Many evolutionary biologists have built their careers on foundations that are erroding rapidly. Specifically that biology and evolution can be reduced to simple mechanistic behaviors, and random stumbling around. Now extraordinary things are being discovered, such as DNA rearranging itself in ways that are nothing like random. And DNA being exchanged in other ways than sexual reproduction. Bear puts forward the hypothesis that computational DNA communicates in various ways, through pheromones, viruses and sexuality; incorporating, selecting and editing genes, as part of a species-wide neural network, solving problems in much vaster scales than science previously anticipated. Regardless of what exactly it is found to be, something big is being discovered.
"Some refer to this burgeoning new view as "systems biology." For many conservatives in biology, the changes are heartbreaking, even infuriating. But the evidence has been mounting for decades, and clear signs of the necessity for radical change has been evident for over fifty years. Arthur Koestler fought reductionism in psychology and biology from the 1950s to his death.

We're facing a true paradigm shift. Is that surprising? Did anyone actually believe we had all the answers to something as marvelous and complex as life and evolution?

That organisms exchange genes through other than sexual means is now irrefutable for metazoans as well as microbes. Retroviruses, and now perhaps bacteria, may well serve as vectors for such exchanges. Commensal bacteria in our intestines commonly interact with our tissues. Surprisingly, there appear to be mechanisms in most organisms for evaluating and either destroying or utilizing RNA from outside sources, including retroviral sources. This evaluation process is extremely important, and understanding it may be key to understanding how the genome works in both individuals and in populations.

The "selfish gene" is certainly a valid concept in some instances, but not in the vast majority. Rather, because genes rely on interaction with many other genes-hundreds in some cases-to be effective, they are less like competitive rogues than tame office-workers. The "social gene" becomes a better model. And in fact the social aspects of the genome have been championed for decades by brave molecular biologists and geneticists, including Lynn Margulis.
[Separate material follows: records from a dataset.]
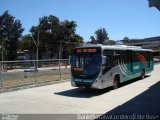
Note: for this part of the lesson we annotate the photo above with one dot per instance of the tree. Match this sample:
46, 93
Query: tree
154, 3
111, 42
101, 37
10, 33
26, 43
53, 35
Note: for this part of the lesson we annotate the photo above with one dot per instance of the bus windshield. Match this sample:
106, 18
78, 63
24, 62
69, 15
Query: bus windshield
86, 66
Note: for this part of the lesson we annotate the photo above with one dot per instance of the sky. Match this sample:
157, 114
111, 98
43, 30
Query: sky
120, 18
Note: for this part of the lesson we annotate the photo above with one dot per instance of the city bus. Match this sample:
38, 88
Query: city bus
102, 66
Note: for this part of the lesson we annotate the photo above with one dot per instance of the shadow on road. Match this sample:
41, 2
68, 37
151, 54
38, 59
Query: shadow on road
87, 93
147, 102
83, 93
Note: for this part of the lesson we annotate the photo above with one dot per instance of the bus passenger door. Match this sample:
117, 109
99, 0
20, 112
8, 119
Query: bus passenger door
148, 59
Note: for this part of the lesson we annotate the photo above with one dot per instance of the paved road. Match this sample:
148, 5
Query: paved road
138, 96
17, 74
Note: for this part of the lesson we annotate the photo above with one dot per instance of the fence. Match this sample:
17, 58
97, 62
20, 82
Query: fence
15, 74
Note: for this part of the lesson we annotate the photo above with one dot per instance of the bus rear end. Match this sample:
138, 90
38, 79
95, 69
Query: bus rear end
86, 66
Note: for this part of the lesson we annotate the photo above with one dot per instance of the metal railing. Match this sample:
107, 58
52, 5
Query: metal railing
16, 74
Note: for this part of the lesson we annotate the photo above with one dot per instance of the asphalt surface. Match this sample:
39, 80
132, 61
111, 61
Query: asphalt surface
17, 74
134, 97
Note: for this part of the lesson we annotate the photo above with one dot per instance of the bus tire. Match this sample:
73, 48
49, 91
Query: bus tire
116, 82
142, 74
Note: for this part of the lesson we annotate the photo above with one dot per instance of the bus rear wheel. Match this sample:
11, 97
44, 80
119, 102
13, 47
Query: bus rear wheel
116, 82
142, 74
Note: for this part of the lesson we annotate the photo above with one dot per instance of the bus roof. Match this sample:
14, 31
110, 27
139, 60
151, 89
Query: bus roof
116, 47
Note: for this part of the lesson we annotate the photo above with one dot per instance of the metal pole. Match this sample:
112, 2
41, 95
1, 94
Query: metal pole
35, 71
2, 55
60, 61
1, 75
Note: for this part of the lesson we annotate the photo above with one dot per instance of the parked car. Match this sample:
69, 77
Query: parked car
31, 69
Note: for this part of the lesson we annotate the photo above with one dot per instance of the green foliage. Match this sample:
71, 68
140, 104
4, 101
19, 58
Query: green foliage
111, 42
53, 32
101, 37
10, 33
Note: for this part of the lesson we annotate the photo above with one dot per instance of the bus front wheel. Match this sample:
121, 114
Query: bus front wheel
116, 82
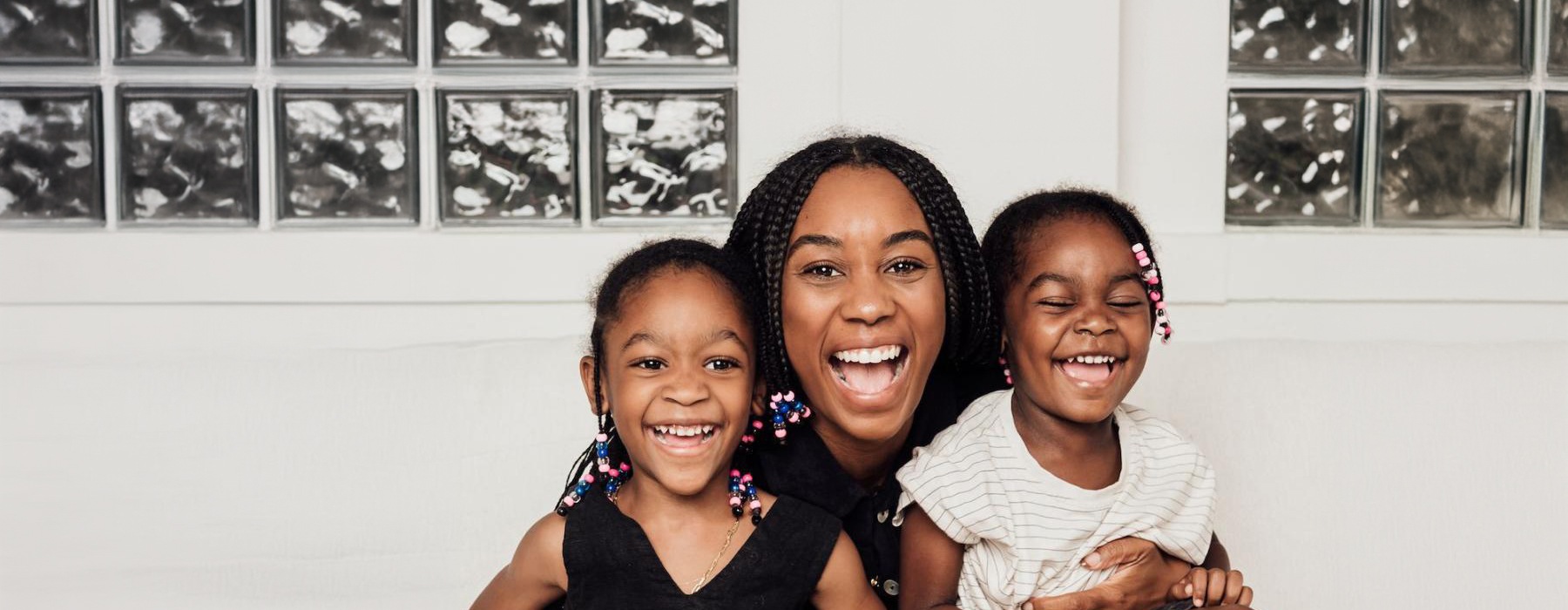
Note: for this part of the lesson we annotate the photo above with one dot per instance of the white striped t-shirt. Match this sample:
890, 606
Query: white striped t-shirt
1026, 531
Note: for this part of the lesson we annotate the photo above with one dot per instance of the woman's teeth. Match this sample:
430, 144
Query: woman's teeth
869, 370
869, 355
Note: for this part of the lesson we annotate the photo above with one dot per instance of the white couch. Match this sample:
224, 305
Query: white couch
1354, 476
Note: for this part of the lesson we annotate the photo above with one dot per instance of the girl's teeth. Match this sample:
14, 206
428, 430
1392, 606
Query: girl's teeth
869, 355
684, 430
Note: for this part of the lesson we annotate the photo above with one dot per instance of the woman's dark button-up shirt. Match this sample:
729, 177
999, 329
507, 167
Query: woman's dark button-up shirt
803, 468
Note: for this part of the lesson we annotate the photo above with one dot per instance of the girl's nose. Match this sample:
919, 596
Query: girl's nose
687, 388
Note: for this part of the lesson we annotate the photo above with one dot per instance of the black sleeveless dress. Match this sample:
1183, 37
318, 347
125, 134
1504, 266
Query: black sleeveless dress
612, 565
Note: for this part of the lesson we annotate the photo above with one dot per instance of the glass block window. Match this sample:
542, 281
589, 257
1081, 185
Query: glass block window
386, 115
1397, 113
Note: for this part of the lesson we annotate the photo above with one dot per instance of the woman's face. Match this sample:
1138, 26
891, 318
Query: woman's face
862, 305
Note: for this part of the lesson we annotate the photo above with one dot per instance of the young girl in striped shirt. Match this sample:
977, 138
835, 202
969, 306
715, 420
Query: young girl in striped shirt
1007, 504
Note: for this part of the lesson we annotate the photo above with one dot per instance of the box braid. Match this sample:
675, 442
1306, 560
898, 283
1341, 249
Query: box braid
766, 221
1019, 220
623, 280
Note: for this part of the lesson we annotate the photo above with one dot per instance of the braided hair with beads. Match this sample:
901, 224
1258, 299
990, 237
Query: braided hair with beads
1019, 220
605, 460
764, 225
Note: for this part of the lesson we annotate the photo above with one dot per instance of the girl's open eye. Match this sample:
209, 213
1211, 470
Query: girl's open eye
723, 364
905, 267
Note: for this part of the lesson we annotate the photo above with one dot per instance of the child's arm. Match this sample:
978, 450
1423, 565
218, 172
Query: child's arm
537, 574
842, 584
929, 563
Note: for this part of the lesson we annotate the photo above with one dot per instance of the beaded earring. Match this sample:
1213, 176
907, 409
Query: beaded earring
784, 408
1152, 278
744, 492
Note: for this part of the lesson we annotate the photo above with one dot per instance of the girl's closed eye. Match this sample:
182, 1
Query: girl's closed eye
723, 364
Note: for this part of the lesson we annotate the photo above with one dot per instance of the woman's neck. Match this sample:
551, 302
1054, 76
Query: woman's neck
866, 461
1087, 455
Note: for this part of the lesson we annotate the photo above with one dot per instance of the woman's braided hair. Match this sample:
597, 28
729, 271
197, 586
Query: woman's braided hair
1004, 242
621, 281
766, 221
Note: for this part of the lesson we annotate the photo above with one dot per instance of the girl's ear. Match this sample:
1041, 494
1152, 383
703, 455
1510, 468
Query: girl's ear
585, 370
760, 397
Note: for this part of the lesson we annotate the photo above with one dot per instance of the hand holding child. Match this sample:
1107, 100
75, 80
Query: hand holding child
1209, 586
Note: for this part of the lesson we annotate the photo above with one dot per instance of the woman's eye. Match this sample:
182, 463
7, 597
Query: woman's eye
723, 364
822, 272
905, 267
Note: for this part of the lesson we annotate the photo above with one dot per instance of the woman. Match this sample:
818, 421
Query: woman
877, 314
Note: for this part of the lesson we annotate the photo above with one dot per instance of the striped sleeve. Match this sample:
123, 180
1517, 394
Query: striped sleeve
956, 484
1173, 498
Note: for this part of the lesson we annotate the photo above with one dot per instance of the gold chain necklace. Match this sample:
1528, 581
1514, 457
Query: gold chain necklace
713, 563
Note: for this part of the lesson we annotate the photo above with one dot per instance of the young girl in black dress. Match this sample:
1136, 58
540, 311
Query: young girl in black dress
673, 380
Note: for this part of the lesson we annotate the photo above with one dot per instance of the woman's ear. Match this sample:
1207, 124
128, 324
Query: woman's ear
585, 370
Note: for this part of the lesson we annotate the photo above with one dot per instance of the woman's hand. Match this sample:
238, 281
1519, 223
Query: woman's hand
1144, 579
1213, 586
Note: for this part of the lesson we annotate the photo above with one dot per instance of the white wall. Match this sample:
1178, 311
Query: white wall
259, 419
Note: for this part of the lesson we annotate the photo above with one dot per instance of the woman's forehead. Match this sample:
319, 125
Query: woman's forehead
855, 204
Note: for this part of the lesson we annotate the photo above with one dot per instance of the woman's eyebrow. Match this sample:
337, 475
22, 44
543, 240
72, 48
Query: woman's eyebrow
909, 235
813, 241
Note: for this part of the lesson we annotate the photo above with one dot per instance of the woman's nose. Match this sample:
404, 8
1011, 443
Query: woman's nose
868, 300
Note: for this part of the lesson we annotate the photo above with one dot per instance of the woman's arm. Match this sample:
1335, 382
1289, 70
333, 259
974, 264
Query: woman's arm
929, 563
842, 584
537, 574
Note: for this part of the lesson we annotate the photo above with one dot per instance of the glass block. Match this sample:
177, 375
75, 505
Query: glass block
187, 156
1450, 159
664, 154
507, 157
1456, 37
1297, 37
47, 31
188, 31
505, 31
344, 31
51, 164
347, 156
1554, 162
1558, 38
1294, 157
664, 31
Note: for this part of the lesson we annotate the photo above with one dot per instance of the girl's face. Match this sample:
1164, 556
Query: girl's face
1076, 320
862, 305
678, 378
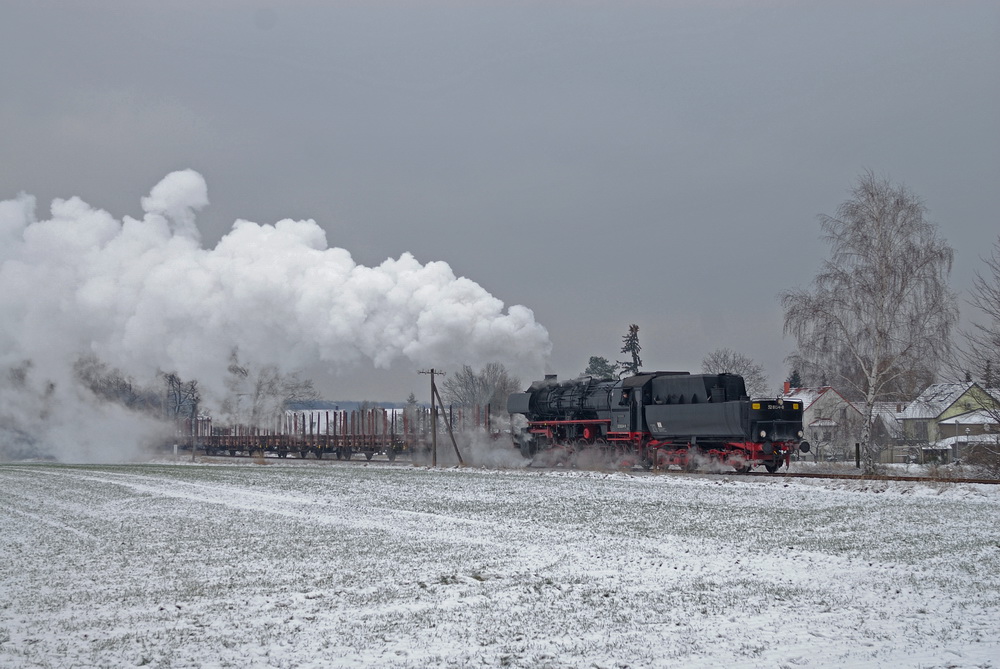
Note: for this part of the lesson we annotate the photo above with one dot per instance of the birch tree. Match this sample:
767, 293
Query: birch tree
489, 386
879, 310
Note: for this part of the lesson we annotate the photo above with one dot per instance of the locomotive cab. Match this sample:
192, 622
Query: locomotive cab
775, 420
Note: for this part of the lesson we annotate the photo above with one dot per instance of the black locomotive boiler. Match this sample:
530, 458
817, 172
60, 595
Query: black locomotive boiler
660, 419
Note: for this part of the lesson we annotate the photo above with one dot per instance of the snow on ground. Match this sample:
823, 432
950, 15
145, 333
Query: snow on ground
320, 564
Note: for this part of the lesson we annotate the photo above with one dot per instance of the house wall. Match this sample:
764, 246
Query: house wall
837, 441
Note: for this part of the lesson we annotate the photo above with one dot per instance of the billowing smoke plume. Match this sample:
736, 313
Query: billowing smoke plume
144, 297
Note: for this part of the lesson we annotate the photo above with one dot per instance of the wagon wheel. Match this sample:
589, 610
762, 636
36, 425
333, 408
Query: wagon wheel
528, 450
691, 464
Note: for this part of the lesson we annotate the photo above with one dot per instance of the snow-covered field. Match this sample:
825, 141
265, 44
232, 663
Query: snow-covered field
319, 564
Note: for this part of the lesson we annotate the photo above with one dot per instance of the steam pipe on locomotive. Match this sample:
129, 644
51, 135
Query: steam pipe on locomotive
660, 419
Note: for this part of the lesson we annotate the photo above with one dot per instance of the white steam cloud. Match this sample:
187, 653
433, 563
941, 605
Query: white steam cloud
143, 296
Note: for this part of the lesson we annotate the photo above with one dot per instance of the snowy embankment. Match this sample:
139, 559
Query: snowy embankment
345, 564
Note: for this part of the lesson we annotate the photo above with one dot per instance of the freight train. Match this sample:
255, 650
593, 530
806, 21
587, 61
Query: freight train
659, 419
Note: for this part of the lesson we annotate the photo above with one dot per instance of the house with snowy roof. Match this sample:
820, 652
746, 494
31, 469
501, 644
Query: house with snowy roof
832, 425
945, 412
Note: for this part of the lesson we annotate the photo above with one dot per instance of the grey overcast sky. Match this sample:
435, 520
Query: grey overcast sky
601, 163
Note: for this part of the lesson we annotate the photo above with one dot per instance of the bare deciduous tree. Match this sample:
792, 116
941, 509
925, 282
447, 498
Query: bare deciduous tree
111, 385
182, 397
491, 386
259, 395
727, 361
880, 310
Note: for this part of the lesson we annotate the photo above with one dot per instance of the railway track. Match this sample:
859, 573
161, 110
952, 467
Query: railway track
874, 477
405, 459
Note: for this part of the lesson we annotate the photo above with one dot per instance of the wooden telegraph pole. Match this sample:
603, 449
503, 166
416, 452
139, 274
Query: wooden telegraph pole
435, 401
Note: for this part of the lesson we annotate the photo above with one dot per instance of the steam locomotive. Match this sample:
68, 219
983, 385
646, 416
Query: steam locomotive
660, 419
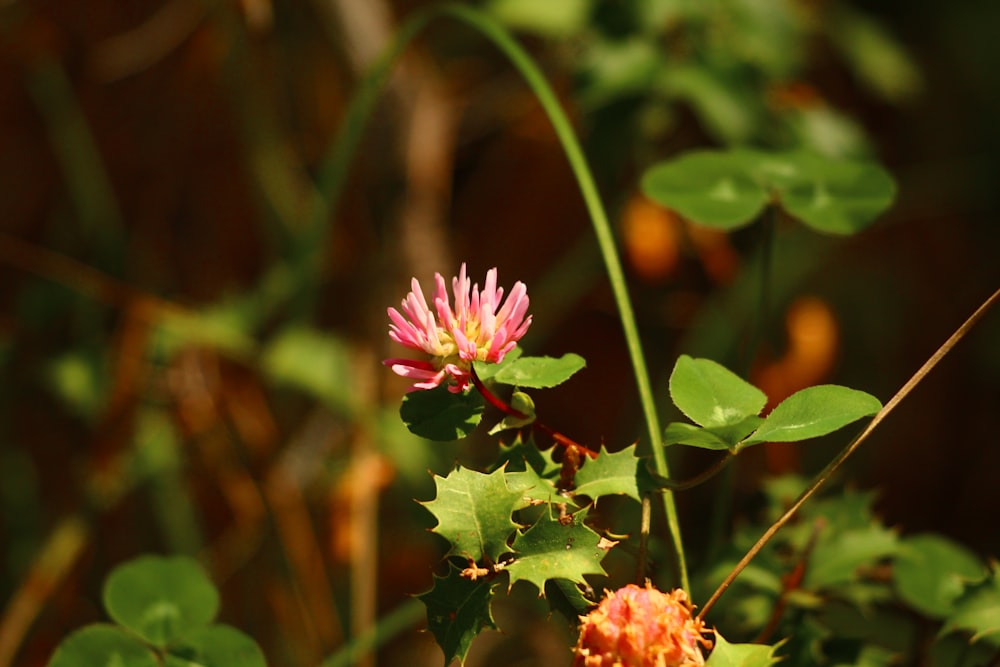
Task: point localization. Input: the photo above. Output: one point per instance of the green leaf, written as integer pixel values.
(314, 362)
(556, 549)
(711, 395)
(524, 404)
(711, 188)
(725, 654)
(931, 572)
(836, 560)
(621, 473)
(838, 196)
(458, 609)
(216, 646)
(474, 512)
(102, 645)
(438, 414)
(160, 598)
(718, 437)
(540, 372)
(978, 612)
(813, 412)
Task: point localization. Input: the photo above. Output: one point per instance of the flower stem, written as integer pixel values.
(334, 175)
(832, 467)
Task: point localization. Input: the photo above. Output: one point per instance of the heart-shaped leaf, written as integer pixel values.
(813, 412)
(711, 395)
(438, 414)
(160, 598)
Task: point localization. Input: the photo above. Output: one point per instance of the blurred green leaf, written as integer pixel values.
(458, 609)
(931, 572)
(160, 598)
(216, 646)
(316, 363)
(540, 372)
(556, 549)
(813, 412)
(711, 188)
(474, 511)
(103, 645)
(711, 395)
(439, 414)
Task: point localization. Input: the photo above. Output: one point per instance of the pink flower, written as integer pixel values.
(641, 627)
(478, 328)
Altruism in societies is well demonstrated, and rationally quite defensible. That genes operate in their own societies, and that species both compete and collaborate in those larger societies called ecosystems, functioning as nodes in an extended neural net, makes the problem of cooperation and altruism far more tractable.

Random processes are also at work in evolution, quite clearly, leading to either uncorrected errors or serendipitous discovery-but I do not think that we can any longer support random mutation as the sole cause or even the major cause of variation. Darwin himself deliberately avoided subscribing to chance as the sole cause of variation, thus leaving the actual cause to be discovered in the future. Later generations leaped in well before the facts were available, and cemented the hypothesis, slowing the pace of biological discovery by actively discouraging alternatives.

A similar reductionist slow-down happened in psychology with Behaviorism, whose central tenets are now largely discredited."
I never quite understood how well-meaning intelligent people could seriously conclude that life is the result of randomness-and-accidents-all-the-way-down. Maybe a reaction to a strict religious upbringing or something. I think we're going to find that the truth is much more satisfying all the way around.